FIG. 1 is a schematic diagram of a dry desulfurization / denitration apparatus according to an embodiment of the present invention.

FIG. 2 is a perspective view of a conventional reaction tower.

FIG. 3 is a cross-sectional view of a conventional reaction tower.

FIG. 4 is a diagram showing a conventional measurement result of particle size distribution.

FIG. 5 is a plan view of a dry desulfurization / denitration apparatus according to an embodiment of the present invention.

FIG. 6 is a diagram showing a particle size distribution in a conventional dry desulfurization / denitration apparatus.

FIG. 7 is a diagram showing a particle size distribution of a dry desulfurization / denitration device in an example of the present invention.

FIG. 8 is a diagram showing a relationship among a denitration rate, a space velocity and a particle diameter in an example of the present invention.

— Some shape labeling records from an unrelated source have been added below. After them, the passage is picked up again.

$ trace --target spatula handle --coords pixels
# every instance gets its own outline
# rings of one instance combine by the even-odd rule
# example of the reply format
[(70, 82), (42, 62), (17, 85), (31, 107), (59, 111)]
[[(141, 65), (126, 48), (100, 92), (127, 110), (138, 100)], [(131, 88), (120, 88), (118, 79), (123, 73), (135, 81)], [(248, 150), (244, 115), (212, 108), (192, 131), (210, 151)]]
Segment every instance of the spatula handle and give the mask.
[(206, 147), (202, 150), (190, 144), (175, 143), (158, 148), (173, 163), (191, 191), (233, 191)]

FIG. 9 is a diagram comparing the denitration rate of each compartment between the conventional dry desulfurization / denitration device and the dry desulfurization / denitration device of the present invention.

FIG. 10 is a diagram comparing the space velocity of each compartment between the conventional dry desulfurization / denitration device and the dry desulfurization / denitration device of the present invention.

[Explanation of symbols]

 17 catalyst 36 upper distribution hopper 37 catalyst inlet 38 lower inverted cone 39 chute inlet 42, 43 upper hopper 45 hopper chamber 47 chute 55 moving bed

Claims (1)

[Claims] 1. An upper distribution hopper having (a) a catalyst inlet on an upper wall and a lower inverted conical portion having an inverted conical shape on a lower wall, and (b) moving a catalyst downward and treating the treated material. A pair of moving layers for passing gas, (c) an upper hopper provided at the upper end of each moving layer and having a plurality of hopper chambers, and (d) a plurality of lower circular cones on the same circle. A dry desulfurization / denitration apparatus having a chute inlet formed at a location and a chute connecting the hopper chambers.